Jefferies, historically a high-yield house, has been slowly expanding its fixed income offering since establishing itself in 1990. Over the early 2000s, that started to broaden out into corporate bonds and some rates, and municipals and mortgages. Over the past 18 months, though, the firm has stepped up the pace, adding more than 100 employees to its 300-strong fixed-income business through acquisitions, team recruitment and one-off hires.
In June, Jefferies became a primary dealer yet another step in the firms strategy to increase its product offering in fixed income. Tim Cronin, head of the group at Jefferies, says that the decision to become a primary dealer was made in 2008. "It was clear by looking at the dislocations in credit and mortgages last year that volatility in Treasuries was going to start to increase dramatically. Add to that the fact that the number of primary dealers was decreasing as firms went bankrupt or were swallowed up, and it was clear that there would not be enough primary dealers to underwrite debt, especially with all the programmes that the Fed and Treasury were undertaking."
"We have most of the asset classes covered right now, so the real opportunity for growth we think will be Europe"

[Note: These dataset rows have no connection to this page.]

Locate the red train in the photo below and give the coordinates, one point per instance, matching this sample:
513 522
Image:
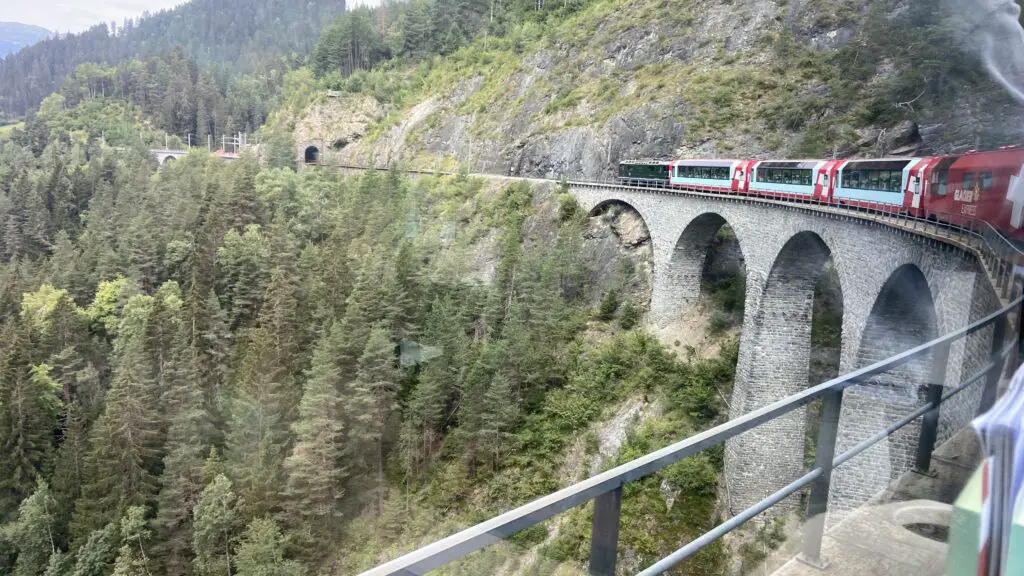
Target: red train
979 186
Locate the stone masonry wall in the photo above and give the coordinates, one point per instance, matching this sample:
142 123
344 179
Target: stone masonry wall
783 248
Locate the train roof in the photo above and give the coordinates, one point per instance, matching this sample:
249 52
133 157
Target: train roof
808 163
706 162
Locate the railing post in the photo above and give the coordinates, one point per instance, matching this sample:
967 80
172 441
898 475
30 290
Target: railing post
992 379
817 504
604 533
930 422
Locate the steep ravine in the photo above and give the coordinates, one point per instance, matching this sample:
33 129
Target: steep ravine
701 78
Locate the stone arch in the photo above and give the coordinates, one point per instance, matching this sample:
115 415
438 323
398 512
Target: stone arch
311 155
686 265
622 247
774 363
902 317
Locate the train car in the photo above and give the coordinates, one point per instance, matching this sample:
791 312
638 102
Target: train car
888 183
706 175
985 186
978 186
741 176
644 172
794 179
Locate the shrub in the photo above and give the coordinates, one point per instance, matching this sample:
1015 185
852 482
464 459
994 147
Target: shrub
629 317
608 305
568 208
720 322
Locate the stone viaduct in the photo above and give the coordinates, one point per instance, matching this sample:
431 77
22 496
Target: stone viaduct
898 290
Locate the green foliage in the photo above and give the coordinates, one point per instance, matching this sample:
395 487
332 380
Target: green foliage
32 533
131 559
96 556
261 551
609 304
629 316
215 527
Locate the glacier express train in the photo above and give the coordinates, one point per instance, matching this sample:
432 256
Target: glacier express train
981 186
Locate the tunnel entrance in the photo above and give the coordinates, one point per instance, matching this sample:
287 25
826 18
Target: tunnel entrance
311 155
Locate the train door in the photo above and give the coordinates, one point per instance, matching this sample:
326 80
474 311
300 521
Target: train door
824 184
821 181
915 183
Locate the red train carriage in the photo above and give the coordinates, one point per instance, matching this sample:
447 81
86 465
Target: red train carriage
979 186
984 186
793 179
706 175
888 183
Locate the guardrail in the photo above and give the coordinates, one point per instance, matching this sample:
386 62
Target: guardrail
606 488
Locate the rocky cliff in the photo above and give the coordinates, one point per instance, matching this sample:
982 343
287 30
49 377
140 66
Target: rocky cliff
652 79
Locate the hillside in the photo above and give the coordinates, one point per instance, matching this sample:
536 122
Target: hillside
572 93
235 36
14 36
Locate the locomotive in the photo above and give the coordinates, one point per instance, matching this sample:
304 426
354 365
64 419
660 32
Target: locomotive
977 186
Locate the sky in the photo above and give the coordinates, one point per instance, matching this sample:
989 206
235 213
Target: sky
76 15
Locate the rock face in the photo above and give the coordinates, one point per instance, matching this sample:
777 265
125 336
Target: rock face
619 248
647 82
335 123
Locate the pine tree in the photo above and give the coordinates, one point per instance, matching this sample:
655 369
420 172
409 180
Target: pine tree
30 410
374 405
258 434
316 468
261 551
214 529
132 560
69 468
188 439
33 532
124 443
96 556
444 333
367 305
499 413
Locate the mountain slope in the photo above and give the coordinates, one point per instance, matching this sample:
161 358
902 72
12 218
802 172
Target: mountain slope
14 36
238 36
571 96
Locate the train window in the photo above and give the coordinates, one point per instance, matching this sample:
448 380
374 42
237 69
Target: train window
986 180
895 181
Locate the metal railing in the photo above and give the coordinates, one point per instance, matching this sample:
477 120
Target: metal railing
998 256
606 488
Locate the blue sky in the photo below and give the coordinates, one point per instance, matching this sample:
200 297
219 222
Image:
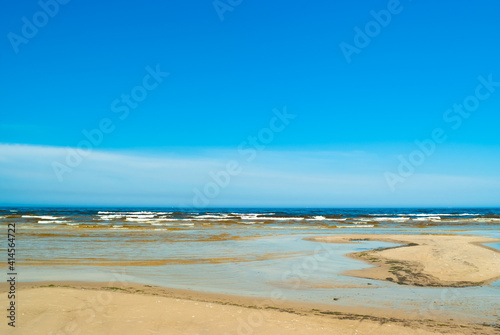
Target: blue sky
353 121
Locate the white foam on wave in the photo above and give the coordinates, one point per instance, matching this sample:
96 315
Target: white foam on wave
428 218
44 217
52 221
400 219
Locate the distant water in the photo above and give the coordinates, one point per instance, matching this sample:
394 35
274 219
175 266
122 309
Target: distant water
133 218
245 251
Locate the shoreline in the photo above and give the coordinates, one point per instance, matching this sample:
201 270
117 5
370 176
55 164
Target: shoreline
430 260
105 298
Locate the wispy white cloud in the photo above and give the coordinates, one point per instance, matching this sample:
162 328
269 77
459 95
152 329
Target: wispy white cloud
274 178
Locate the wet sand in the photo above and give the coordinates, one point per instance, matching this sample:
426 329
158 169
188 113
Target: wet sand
98 308
427 260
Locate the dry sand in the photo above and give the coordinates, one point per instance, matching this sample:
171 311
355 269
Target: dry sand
427 260
90 308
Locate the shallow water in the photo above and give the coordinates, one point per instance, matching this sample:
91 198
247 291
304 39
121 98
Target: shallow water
242 256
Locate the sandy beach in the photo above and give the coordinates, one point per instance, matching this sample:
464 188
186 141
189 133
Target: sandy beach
427 260
64 307
96 308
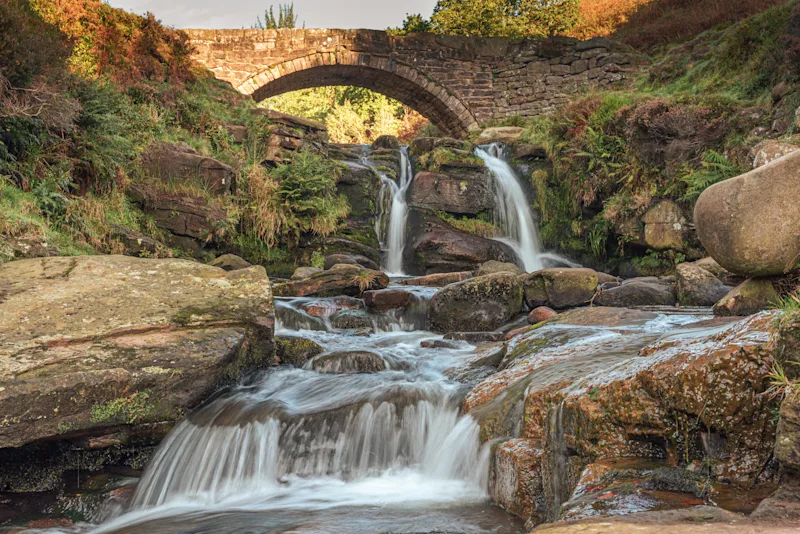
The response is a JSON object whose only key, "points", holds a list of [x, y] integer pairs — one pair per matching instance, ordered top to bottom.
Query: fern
{"points": [[714, 168]]}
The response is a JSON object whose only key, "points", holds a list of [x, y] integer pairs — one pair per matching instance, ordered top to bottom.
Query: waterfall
{"points": [[512, 212], [395, 228], [233, 448]]}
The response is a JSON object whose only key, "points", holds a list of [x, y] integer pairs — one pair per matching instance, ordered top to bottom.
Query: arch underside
{"points": [[432, 101]]}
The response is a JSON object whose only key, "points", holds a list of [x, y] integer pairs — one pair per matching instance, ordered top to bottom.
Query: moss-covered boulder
{"points": [[749, 224], [560, 288], [748, 298], [476, 305], [94, 346], [295, 350]]}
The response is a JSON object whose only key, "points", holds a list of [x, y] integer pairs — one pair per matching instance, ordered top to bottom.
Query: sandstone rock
{"points": [[239, 133], [503, 134], [389, 142], [528, 151], [768, 151], [169, 162], [464, 193], [749, 224], [665, 226], [134, 243], [437, 248], [350, 259], [230, 262], [494, 267], [301, 273], [347, 280], [437, 280], [698, 287], [560, 288], [637, 294], [748, 298], [388, 299], [479, 304], [541, 314], [294, 350], [77, 358], [349, 362]]}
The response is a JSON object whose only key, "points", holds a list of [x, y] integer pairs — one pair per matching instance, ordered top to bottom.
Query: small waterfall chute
{"points": [[512, 211]]}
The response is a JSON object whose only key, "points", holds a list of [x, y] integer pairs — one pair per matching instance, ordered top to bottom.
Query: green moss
{"points": [[128, 410]]}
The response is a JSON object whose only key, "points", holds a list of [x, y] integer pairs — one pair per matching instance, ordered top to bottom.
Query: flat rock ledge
{"points": [[98, 351]]}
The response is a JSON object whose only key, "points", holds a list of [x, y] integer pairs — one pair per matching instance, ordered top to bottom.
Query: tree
{"points": [[286, 18], [510, 18], [413, 24]]}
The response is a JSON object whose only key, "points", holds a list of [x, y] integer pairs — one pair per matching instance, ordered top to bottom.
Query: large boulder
{"points": [[169, 162], [465, 193], [749, 224], [438, 248], [349, 280], [698, 287], [560, 288], [637, 294], [748, 298], [477, 305], [100, 346]]}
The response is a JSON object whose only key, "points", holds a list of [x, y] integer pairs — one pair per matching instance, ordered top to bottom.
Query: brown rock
{"points": [[169, 162], [465, 193], [749, 224], [348, 280], [541, 314], [82, 352]]}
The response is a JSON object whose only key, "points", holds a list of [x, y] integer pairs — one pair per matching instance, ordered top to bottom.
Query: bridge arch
{"points": [[380, 74]]}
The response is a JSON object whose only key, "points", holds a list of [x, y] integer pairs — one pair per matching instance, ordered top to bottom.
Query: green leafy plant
{"points": [[714, 168]]}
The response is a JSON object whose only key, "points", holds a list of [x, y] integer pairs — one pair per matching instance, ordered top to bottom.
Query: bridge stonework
{"points": [[455, 81]]}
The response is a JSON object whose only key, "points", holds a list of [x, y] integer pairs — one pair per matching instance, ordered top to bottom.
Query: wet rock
{"points": [[502, 134], [386, 142], [768, 151], [179, 162], [464, 193], [749, 224], [665, 226], [437, 248], [351, 259], [230, 262], [493, 267], [301, 273], [348, 280], [437, 280], [698, 287], [560, 288], [637, 294], [749, 298], [388, 299], [477, 305], [326, 307], [541, 314], [476, 337], [294, 350], [86, 360], [349, 362]]}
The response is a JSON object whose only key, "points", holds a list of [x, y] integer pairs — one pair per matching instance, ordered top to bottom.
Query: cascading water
{"points": [[512, 211], [394, 229], [301, 450]]}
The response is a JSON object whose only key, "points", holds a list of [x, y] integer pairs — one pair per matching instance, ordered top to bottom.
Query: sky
{"points": [[229, 14]]}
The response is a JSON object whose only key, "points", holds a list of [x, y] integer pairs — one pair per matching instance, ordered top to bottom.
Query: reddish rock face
{"points": [[388, 299]]}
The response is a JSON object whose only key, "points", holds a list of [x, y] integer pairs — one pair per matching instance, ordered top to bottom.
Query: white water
{"points": [[512, 211], [395, 240]]}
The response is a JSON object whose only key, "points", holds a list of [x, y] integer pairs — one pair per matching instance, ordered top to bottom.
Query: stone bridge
{"points": [[456, 82]]}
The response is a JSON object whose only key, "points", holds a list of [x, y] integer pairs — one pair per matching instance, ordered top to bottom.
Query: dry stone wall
{"points": [[454, 81]]}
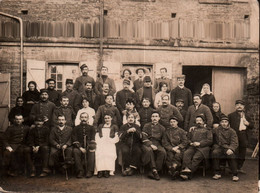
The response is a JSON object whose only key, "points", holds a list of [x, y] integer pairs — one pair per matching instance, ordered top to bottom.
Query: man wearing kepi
{"points": [[82, 80], [240, 122], [200, 139], [83, 140], [175, 142], [224, 147], [153, 151]]}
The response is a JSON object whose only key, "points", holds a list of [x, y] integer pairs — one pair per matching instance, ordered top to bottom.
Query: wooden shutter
{"points": [[36, 72], [4, 100]]}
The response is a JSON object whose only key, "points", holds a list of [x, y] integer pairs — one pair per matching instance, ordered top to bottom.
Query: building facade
{"points": [[210, 41]]}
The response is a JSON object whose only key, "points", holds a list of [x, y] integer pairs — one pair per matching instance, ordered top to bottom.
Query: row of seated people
{"points": [[97, 149]]}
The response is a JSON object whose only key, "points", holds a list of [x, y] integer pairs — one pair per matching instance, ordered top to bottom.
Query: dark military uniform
{"points": [[78, 134], [152, 135], [224, 139]]}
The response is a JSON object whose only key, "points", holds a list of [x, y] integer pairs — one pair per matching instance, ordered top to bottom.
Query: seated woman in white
{"points": [[85, 109], [106, 139]]}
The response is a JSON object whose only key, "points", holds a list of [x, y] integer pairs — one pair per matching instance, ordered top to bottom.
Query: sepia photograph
{"points": [[129, 96]]}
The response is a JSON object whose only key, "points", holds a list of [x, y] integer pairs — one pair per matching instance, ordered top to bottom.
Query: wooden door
{"points": [[228, 86], [4, 100]]}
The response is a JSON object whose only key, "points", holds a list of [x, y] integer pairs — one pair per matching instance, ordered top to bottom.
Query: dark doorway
{"points": [[196, 76]]}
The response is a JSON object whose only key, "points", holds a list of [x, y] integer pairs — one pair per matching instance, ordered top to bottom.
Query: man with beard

In mortgage- and asset-backed securities, Jefferies began the expansion in April last year when it took on a team of mortgage specialists from RBS Greenwich Capital. That team has since expanded into London and Germany, and Cronin says there are opportunities to further increase the teams global presence. In May, further hires were added in Chicago.
To increase municipals coverage, Jefferies acquired Depfa First Albany Securities from Depfa Bank in March this year, adding more than 70 employees in sales and trading, investment banking and advisory.
Finally, Jefferies has added to its coverage of emerging markets debt by hiring in New York and London, and expects to add Asia and emerging Europe to its Latin American coverage.
The expansion has been paying off. First-quarter 2009 revenues for fixed income and commodities were five times those of the first quarter last year, at more than $203 million. The increases have more than compensated for the losses experienced in Jefferies high-yield and managed funds businesses. Total net revenues for the first quarter were about $347 million.
Cronin says trading is still the core competency within fixed income, although there is the ability to originate in both municipals and MBS. "We have embarked upon having a capital markets calling effort whereby we have a banker on the trading desks who talks to the issuing clients about buybacks, restructuring as well as new-issue underwriting. But it is a new area for us.
"We typically dont lend money to these large issuers so it is not a natural entry. However, we do trade more of their secondary bonds than most of the big firms. We know where the debt is trading, the levels, etc, but it would take time before we can truly offer origination in any significance."
The next point of expansion, says Cronin, will be geographic. "We have most of the asset classes covered right now, so the real opportunity for growth we think will be Europe."
As competitors struggled last year and early this year to retain staff, Cronin says that in the US the talent pool was vast. "We had a stable platform, with no balance-sheet issues and a growing fixed-income effort, so it was easy to attract talent. As things have normalized, I see the big banks are trying to retain their talent and are paying for them."
Europe is now going through similar issues, believes Cronin, opening up the region to outsiders. "There are talented people in Europe and clients there that mirror what we have been through here in the US. There is definitely an opportunity for us to grow there."